Hey cal, come on out to the Rally and find out... [smiley=stirthepot.gif]
  ;D


----------



## cal1320 (Jun 6, 2007)

I'd would have no reservations going with an ''enemy'' skiff, but I have too many commitments over the next few weekends.   I would fully expect to get razzed. I wouldn't want it any other way. I like bustin ballz too. ;D It's all in fun. Yall have a good time,  and stay safe.Wear your PFD and kill switch. I wonder how may stories will be added to the big nutz, small boat thread. [smiley=1-mmm.gif]


----------



## Kemo (Jun 22, 2008)

Little Raul, maybe consider a nice quality super-skiff and also a 'Noe for the other stuff. I have a highsider and also often fish on a 13 'Noe. For a couple grand for the 'Noe without a lot of frills, and a used Gladesmen or a "something else" YOU COULD HAVE THE BEST OF ALL WORLDS!!


----------



## raulito9506 (Sep 17, 2008)

i havent really been up past hallover inlet much i usaully fish biscayne bay the upper keys and some deep see on a real calm day. i dont no how the channels and waters are up there, but from hollover down i no it like the back of my hand. the gheenoes i have seen are real nice i love the set up on them, but i need to take a ride in one. one thing i like in a small skiff is space, stability, and dry ride i found those three on my skiff its not the best one but i like it. the hual is just like a hewes im doing a couple touches to it now and thats it but the gheenoes and skiff are a great ride in the fl keys


----------



## paint it black (Nov 3, 2007)

I can't really speak about any gheenoe other than a 13 footer, but there's nothing dry about it! A friend and I took his old gheenoe out several times with the 5hp Merc and I was sitting upfront. With the slightest bit of wind, I was getting soaked! And I'm talking about freshwater lakes.


----------



## raulito9506 (Sep 17, 2008)

one thing that i see even thoe u can make them custom is the space on a gheenoe not that much to play around with one thing i learned is having a well balanced boat so the boat can navigate good becouse your not supposed to fight with the waves u got to ride them if ur boat is unbalanced it aint running write and space i like to be able to walk around and have room for a cooler or some extras in a gheenoe u dont have much space


----------



## CarbonMarineJason (Aug 21, 2008)

When are we gonna engineer the adjustable hull?
you have an extreme V while crossing the bay, and flat/tunnel
when entering the shallows?


----------



## Weedy (Dec 11, 2006)

> When are we gonna engineer the adjustable hull?
> you have an extreme V while crossing the bay, and flat/tunnel
> when entering the shallows?



Make one on that fancy new machine you just got Joe!  ;D


----------



## aaronshore (Aug 24, 2007)

> When are we gonna engineer the adjustable hull?
> you have an extreme V while crossing the bay, and flat/tunnel
> when entering the shallows?


Hopefully after we learn to use better grammar. Let us concern ourselves with being able to construct a thought that makes sense. Then put that down into writing in a way that others can read, comprehend, and be able to make a halfway intelligent retort without wanting to blow out brains out.


----------



## Weedy (Dec 11, 2006)

> > Hopefully after we learn to use better grammar. Let us concern ourselves with being able to construct a thought that makes sense. Then put that down into writing in a way that others can read, comprehend, and be able to make a halfway intelligent retort without wanting to blow out brains out.
> 
> 
> 
> ...


----------



## islander1225 (Jun 15, 2008)

all i have to say is that gheenoes have plenty of room this is my custom classic dh fully loaded for a full day of fishing and we still had plenty of room to move around.










Alex


----------



## tom_in_orl (Dec 9, 2006)

> Hopefully after we learn to use better grammar. Let us concern ourselves with being able to construct a thought that makes sense. Then put that down into writing in a way that others can read, comprehend, and be able to make a halfway intelligent retort without wanting to blow out brains out.

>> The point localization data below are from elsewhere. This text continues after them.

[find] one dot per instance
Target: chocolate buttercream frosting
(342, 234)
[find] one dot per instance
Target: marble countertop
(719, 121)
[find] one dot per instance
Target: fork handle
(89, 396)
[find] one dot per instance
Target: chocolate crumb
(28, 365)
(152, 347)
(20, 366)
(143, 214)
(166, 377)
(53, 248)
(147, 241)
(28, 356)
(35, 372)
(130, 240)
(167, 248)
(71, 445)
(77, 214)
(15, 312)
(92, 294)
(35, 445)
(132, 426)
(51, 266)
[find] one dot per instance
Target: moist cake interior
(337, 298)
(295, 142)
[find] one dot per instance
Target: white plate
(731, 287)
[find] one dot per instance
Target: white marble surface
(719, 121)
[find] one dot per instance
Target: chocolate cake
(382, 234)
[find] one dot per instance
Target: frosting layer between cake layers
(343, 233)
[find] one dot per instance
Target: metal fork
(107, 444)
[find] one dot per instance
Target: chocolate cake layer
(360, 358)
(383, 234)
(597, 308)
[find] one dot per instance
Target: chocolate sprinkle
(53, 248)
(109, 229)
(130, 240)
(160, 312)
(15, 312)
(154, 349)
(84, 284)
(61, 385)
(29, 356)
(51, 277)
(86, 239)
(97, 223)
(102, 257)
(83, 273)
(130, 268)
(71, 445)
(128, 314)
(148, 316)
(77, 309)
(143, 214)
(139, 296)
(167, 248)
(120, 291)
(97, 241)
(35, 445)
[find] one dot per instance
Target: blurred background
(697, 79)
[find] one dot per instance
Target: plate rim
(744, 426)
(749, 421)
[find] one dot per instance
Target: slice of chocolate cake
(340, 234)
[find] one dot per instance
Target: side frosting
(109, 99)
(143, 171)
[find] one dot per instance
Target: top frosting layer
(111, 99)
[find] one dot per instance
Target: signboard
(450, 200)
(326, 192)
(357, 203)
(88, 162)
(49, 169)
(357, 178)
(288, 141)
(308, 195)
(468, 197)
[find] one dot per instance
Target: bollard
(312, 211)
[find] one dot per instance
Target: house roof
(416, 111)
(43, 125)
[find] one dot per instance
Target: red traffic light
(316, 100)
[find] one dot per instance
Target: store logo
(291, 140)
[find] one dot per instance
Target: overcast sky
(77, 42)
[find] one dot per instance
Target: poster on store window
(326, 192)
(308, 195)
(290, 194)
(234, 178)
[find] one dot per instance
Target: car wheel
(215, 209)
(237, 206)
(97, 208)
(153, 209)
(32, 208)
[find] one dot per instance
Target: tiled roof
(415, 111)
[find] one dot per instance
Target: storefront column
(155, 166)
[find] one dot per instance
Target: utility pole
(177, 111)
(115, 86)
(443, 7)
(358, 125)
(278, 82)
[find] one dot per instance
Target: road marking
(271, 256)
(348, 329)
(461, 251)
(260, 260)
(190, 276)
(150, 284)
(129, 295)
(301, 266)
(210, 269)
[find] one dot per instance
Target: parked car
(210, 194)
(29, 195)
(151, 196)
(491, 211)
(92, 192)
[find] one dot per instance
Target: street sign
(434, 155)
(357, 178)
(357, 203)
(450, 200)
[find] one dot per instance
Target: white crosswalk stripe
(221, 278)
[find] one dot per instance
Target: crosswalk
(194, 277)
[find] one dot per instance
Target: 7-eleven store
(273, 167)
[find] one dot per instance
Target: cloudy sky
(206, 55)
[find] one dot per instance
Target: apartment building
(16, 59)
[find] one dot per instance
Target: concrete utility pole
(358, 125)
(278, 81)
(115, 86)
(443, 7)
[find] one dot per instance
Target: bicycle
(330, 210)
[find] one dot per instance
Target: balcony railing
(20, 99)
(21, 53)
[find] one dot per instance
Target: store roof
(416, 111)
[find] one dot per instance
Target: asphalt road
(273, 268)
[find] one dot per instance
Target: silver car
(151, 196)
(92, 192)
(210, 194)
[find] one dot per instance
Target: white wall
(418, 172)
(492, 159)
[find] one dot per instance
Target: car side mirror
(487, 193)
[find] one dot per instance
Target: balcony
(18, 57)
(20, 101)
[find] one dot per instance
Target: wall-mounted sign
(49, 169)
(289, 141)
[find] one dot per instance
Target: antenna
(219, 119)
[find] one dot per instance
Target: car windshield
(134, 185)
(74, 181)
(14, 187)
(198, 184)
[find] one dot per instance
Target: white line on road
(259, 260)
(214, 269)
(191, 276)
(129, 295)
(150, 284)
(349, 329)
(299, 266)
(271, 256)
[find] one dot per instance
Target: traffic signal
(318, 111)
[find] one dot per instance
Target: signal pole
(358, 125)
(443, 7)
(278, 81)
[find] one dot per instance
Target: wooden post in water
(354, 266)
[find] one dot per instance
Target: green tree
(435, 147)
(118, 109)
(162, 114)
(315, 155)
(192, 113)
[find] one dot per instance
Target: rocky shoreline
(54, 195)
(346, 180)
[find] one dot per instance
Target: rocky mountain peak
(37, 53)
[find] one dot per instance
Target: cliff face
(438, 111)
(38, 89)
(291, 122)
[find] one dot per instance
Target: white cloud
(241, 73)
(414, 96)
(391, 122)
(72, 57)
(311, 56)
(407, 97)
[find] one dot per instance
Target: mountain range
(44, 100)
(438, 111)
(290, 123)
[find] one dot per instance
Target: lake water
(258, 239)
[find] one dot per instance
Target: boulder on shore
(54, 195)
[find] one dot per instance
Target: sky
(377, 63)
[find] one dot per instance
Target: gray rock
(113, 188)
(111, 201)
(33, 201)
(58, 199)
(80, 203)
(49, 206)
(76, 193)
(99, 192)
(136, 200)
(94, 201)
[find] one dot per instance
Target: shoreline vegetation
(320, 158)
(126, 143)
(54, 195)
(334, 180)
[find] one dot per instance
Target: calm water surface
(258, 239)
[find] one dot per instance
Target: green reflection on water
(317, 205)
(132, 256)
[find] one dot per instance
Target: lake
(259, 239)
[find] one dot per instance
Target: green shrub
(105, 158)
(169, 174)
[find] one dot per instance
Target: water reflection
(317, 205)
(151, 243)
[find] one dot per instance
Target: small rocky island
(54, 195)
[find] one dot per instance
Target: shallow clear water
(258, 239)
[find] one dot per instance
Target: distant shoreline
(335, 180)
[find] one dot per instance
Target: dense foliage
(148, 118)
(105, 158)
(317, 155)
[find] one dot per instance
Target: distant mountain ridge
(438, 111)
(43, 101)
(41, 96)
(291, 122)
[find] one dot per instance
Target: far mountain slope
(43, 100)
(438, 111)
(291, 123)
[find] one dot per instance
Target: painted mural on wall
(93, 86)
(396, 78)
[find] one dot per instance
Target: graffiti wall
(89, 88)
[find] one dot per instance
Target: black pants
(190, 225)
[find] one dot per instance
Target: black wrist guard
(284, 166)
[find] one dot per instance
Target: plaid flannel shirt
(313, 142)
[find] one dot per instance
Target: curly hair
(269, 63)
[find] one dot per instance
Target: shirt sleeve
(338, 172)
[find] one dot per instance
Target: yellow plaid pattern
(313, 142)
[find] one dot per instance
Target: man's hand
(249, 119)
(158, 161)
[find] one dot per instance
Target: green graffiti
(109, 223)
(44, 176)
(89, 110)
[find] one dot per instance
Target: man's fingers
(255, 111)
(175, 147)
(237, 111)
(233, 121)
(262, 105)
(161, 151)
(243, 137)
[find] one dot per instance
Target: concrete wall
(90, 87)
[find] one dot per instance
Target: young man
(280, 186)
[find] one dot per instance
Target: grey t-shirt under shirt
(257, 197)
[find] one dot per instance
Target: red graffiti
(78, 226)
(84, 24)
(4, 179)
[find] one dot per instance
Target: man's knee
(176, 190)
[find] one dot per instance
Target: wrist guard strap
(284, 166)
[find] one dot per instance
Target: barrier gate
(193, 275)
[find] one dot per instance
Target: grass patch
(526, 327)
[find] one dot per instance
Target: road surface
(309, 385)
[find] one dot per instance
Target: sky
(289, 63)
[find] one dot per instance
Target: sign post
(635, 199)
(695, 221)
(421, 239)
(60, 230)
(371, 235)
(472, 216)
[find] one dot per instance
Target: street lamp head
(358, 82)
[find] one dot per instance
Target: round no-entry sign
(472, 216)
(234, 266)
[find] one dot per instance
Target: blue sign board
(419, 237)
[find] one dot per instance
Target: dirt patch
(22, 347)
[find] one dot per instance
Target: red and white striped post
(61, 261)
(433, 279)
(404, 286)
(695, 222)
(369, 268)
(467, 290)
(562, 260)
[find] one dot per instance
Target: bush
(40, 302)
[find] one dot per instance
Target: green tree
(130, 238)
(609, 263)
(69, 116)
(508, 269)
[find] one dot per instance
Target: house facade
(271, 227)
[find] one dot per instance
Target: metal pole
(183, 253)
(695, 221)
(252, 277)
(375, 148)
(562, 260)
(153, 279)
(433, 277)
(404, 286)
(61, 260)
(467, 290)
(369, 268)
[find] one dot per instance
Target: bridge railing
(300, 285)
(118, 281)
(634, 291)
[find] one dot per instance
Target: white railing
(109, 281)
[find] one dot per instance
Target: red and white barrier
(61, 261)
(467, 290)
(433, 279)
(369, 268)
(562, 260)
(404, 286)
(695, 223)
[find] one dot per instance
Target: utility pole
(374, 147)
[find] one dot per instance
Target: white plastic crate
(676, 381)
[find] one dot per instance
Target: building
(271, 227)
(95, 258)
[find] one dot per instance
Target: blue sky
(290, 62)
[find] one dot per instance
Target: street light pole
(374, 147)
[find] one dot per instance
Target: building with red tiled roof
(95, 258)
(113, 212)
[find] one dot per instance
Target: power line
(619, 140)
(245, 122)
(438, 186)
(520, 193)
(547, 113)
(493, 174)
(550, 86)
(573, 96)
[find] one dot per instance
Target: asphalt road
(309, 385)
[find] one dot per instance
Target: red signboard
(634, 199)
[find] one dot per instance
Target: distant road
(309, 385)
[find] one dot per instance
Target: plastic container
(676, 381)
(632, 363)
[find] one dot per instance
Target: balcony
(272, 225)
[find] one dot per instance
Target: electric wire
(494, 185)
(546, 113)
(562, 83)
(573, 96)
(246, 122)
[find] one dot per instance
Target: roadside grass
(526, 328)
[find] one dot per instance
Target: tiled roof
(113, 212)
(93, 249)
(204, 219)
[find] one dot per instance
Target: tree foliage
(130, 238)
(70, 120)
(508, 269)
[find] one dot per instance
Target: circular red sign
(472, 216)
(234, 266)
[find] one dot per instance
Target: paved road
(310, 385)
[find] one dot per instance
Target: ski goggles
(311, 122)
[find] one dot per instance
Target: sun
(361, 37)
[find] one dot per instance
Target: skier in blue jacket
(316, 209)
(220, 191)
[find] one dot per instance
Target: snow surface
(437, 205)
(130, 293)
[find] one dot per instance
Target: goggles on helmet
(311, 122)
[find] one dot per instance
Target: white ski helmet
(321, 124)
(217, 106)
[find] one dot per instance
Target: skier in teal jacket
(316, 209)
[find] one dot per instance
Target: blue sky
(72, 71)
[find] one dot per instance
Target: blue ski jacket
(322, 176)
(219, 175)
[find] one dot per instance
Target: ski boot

I think you meant blow our brains out ;D You know what they say about people in glass houses? 



> all i have to say is that gheenoes have plenty of room this is my custom classic dh fully loaded for a full day of fishing and we still had plenty of room to move around.


Alex, You bring up a good point. For many of us we have had the bigger boats. Bigger boats have their own set of considerations. For me microskiffs are the perfect platform because of their size.


----------



## aaronshore (Aug 24, 2007)

A mistake here and there is forgiveable. I'm just a dumb fireman. What do I know?


----------



## zero_gravity (Dec 14, 2006)

from early am till about 10am is ok for a gheenoe on biscayne bay with the forcast for a light chop 
if you cross over, for about 20% of your run your going to get pounded in the middle from the two to ocassional three footers on a normal day on your way back 
can it be done "yes" has it been done "yes" would I do it on a regular basis "no" 
I have a LT15 and it handles the chop better then a classic but perfer to cross the bay in any of my buddy's bay or flats boats ;D
I could give you a ride on a mon or tues after 9 am out of matheson hammock just let me know


----------